At the time of this “consent decree,” LP records had not even been invented. Flash forward seven decades and music is being consumed in ways that no one — much less the government — could have imagined, but the laws have not been updated. As a result, you have situations like Kevin Kadish’s.

Kadish wrote “All About That Bass,” made famous by Meghan Trainor. The song was streamed almost 200 million times, but he claims he only made $5,679.

“For a song like ‘All About That Bass,’ that I wrote, which had 178 million streams,” Kadish began, “I mean $5,679? That’s my share. That’s as big a song as a songwriter can have in their career and number one in 78 countries. But you’re making $5,600. How do you feed your family?”

The music streaming business — led by tech companies like Spotify, Pandora, Apple and Google — has grown to the point that it now accounts for the majority of the income at some major record labels, but artists have complained they are not sharing in the growth.

As a result, some A-List stars like Taylor Swift have refused to allow their songs to be streamed until an artist-friendly compensation structure is put in place.

In a second blow to songwriters, the DOJ also called for so-called “100% licensing.”

Billboard, a music industry trade publication that called the order “baffling,” explains:

The DoJ has sent a letter to the two performance rights societies… telling them that on “split works” songs — songs written by multiple writers — any writer or rights holder can issue a license for 100 percent of the song. In other words, the long-established industry practice of each rights owner greenlighting their particular portion of a song in order to establish a license — also known as fractional licensing — may no longer be allowed.

The U.S. Copyright Office responded to the DOJ order saying it “presents a host of legal and policy concerns.”

Alabama is home to a thriving artist community that started decades ago in the Muscle Shoals area of the state. Hundreds of hits songs have been written or recorded in the Yellowhammer State, and a new generation of artists is now taking Alabama’s sound to the world.

Unfortunately the Obama administration’s ruling may make it difficult for even the most successful Alabama songwriters to get paid for their work.
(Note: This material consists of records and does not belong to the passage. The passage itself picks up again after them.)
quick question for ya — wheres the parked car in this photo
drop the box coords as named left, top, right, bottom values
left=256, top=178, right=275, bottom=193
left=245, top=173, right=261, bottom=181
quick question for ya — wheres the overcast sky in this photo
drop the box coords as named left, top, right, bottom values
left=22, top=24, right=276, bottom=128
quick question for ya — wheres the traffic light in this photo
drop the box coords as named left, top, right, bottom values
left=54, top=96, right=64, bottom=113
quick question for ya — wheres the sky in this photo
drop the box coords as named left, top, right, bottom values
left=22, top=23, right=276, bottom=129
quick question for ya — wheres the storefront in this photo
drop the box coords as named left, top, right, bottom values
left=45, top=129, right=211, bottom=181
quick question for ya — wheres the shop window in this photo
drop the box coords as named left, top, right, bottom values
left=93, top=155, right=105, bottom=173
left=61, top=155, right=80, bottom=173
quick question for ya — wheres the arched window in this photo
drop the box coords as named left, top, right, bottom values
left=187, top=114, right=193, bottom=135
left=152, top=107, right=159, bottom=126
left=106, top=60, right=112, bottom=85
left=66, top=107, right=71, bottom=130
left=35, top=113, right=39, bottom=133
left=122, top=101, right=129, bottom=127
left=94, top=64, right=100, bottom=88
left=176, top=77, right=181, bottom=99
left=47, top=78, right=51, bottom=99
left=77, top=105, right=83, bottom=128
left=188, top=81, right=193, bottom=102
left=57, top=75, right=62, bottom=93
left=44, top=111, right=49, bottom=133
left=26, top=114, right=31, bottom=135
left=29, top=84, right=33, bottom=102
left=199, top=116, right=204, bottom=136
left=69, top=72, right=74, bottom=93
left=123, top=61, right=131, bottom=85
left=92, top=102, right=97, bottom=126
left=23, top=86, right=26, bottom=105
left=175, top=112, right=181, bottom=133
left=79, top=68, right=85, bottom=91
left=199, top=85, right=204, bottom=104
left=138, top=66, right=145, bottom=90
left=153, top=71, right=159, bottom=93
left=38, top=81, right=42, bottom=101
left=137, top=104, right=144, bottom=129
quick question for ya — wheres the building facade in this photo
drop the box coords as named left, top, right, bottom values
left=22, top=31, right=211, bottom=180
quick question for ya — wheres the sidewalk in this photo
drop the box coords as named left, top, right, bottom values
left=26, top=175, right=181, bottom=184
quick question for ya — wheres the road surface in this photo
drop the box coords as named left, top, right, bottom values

Brittany Hodak of Forbes sums up the songwriters’ concerns:

Don McLean forever memorialized Feb. 3, 1959—the date of the plane crash killing Buddy Holly, Ritchie Valens, and J. P. “Big Bopper” Richardson—as “the Day the Music Died” in his song “American Pie.” If you ask most songwriters or music creators, June 30, 2016—the date the Dept. of Justice ruled on music licensing consent decrees—may go down in history as “the day the music rolled over in its grave.”